The NMR-based metabolomic fingerprinting approach that we proposed is a diagnostic tool widely used in medicine for sample classification, for instance to distinguish among samples with different metabolic state40. This approach does not attempt to identify all the metabolites but rather to characterize the global metabolic signature of the organism and to detect any shifts in its metabolism42. Because the fecal metabolome is highly sensitive to environmental influences and can change continuously, our intent was to get an unbiased global measure of metabolism without aiming to get quantitative data for all biochemical pathways.
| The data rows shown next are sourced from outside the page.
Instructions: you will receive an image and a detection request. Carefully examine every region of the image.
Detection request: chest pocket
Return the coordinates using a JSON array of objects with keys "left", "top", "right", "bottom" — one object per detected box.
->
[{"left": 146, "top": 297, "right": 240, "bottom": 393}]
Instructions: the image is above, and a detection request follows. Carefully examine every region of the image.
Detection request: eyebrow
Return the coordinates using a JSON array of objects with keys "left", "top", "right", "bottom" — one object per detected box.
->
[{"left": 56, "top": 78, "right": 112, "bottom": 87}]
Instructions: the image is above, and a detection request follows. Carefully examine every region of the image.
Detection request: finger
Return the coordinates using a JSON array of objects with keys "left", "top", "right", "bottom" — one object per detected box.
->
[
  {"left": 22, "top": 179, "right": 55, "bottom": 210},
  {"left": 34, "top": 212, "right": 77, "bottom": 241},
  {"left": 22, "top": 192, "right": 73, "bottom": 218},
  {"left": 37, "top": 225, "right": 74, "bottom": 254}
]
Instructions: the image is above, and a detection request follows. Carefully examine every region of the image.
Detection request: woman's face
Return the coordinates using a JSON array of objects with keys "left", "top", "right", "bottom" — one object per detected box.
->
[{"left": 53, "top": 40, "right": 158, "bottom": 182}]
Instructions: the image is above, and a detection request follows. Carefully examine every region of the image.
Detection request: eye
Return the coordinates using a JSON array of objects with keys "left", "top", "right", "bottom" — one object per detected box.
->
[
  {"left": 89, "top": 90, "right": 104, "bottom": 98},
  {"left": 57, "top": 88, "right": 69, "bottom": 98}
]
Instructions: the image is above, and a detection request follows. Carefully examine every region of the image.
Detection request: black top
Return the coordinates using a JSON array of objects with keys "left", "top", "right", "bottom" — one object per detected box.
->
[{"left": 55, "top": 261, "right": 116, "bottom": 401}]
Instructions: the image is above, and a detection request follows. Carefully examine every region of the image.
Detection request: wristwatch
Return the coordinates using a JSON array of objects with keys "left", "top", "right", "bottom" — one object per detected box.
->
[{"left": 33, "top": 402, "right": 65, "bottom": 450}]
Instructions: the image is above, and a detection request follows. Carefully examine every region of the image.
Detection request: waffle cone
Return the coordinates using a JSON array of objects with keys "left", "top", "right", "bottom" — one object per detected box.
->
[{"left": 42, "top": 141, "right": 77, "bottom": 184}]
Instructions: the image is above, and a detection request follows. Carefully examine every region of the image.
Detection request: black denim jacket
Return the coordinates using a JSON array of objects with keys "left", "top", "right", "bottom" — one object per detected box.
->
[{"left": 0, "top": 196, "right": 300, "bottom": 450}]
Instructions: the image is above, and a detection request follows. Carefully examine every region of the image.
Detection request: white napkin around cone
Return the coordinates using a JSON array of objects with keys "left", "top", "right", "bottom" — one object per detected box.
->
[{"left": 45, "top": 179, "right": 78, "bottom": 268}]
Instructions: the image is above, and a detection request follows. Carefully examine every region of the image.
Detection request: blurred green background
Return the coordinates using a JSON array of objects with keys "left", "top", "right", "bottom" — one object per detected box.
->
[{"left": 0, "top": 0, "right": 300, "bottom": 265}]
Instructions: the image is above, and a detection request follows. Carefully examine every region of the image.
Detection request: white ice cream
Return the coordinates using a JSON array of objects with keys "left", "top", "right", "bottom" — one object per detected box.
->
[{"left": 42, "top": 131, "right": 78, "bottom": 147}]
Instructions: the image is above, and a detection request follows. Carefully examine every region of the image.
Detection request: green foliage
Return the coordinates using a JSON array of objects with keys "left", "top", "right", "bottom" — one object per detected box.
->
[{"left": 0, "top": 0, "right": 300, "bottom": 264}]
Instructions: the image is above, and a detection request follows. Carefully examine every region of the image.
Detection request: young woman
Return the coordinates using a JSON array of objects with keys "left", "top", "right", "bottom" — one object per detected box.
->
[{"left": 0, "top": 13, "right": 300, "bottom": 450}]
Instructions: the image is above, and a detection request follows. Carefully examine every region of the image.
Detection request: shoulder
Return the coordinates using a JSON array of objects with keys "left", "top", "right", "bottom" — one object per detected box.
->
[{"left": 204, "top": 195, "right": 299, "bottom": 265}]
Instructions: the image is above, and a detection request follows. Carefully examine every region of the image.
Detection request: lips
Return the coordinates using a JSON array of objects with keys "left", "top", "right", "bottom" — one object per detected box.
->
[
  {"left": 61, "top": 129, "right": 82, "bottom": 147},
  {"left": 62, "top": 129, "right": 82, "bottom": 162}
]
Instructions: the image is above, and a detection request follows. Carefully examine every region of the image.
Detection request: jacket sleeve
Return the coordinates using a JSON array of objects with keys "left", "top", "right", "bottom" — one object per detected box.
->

This is an inherent challenge particularly when measuring the metabolites of a free-living population, which would include considerable inter-individual metabolic variations68. Therefore, although the fingerprinting approach can provide evidence of stress on a comparative basis and does not provide a univocal marker of stress, we believe it can be an effective, rapid technique for the detection of stress in wildlife research33. In fact, because fecal metabolomics provides a final downstream product of the host-gut microbial activity at specific times, it offers a robust measurement of the interactions between the organism’s global metabolism and its surroundings.

In conclusion, we observed differences at a broader scale in the global metabolism (i.e., host-gut microbial co-metabolism) of range cattle in relation to the variation in wolf predation risk. These results are in line with recent studies on captive animals, indicating that stress and anxiety related behaviors alter the function of the gut microbiome and these metabolic alterations may aid in identification of stress31,32,33. The finding of patterns consistent with a wolf effect on the cattle global metabolism suggests that the alterations of the fecal metabolome may serve as a promising tool for detecting the physiological responses of prey to predation risk. In this sense, the NMR-based fecal metabolomic fingerprinting approach could be used to characterize the fecal metabolome of ungulates or other prey species, and its alterations related to predator presence both on a space and time scale. Our research represents a novel approach for detection of predator-induced stress, and its use, combined with other measures of prey responses to risk, will help improve our knowledge of the consequences of predators beyond the direct effect of predation.